How to do this? Essentially by refusing to play the game, and by maintaining an adherence to the simple maxim that honesty is the best policy, always. The only characters who prosper in Knives Out are the ones that either disassociate themselves from the web of lies being weaved by all around them, or those that reject such things after briefly engaging with them (to their detriment). It is only by being honest, and moral and virtuous in your actions that you can rise up, escape and make good.

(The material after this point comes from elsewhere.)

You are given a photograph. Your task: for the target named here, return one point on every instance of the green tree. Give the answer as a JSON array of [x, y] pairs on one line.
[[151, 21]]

It’s a simple lesson, but one that resonates today, in a world where hate, bigotry and elitism appear to be rife. Knives Out presents a micro-chasm of such a world, but the end result is an uplifting ode to the worthwhileness of being truthful and, well, good: it has a real humdinger of a final shot, a cathartic final triumph mixed with potent warning to those who do not deserve the success or power as they have been granted. Be a good person, don’t lie and don’t be greedy: there are worse messages for films to come out with recently, and the subtext of Knives Out is the perfect way to cleanse the palette following the unpalatable and ugly Joker.
It’s Rian Johnson, so you know that Knives Out looks good. The Thrombey mansion is an utterly gorgeous location, with a rich lived-in looking interior filled with minute details (some of which turn out to be quite important, like the aforementioned Checkov’s gun). The director flips between bright truth-filled days and shadowy nights infested with deceit, with an expert understanding of light or the lack of it in setting mood and tone. There are lots of neat visual flourishes: the differing memories of blowing out the candles of Harlan’s birthday cake, with every member of the family putting themselves at the centre; a fabulous montage sequence where the details of Harlan’s death are outlined; the moment when, viper like, the Thrombey family turns on Marta; and the world’s oddest police chase, where the person driving the pursued car isn’t even who the cops are after.
It all comes together in a production crafted with skill and precision. It should be no surprise that a veteran of Star Wars would be able to effectively manage the confluence of location, props, costuming and music (the score, from Johnson’s frequent collaborater Nathan Johnson, is restrained but appropriate). One can’t help but think of Cluedo in many ways, this wood-panelled and exquisitely furnished abode, leather chairs in every shot, that is hiding death and secrets in every corner. The various production aspects all merge to create a central location that is both inviting and haunting.
Knives Out easily slots in, at this late stage, as one of the best films of the year. It’s a film that does not play to a low denominater, instead respecting the intelligence of the audience. Rian Johnson nails every bit of the murder mystery genre in a fashion unseen for a while, and then layers everything with some expert allegory and allusion. It’s paced so well, never feeling slow or burdensome, and has an intricacy that delights. The ensemble cast is utterly superb, with Ana de Armas establishing herself as one of the best actresses working today and everyone else doing good work. It looks great, sounds great, and is great. Rian Johnson has now firmly declared that he is one of the best, most inventive, and most exciting directors in the business, whose future projects I await with baited breath. Highly recommended.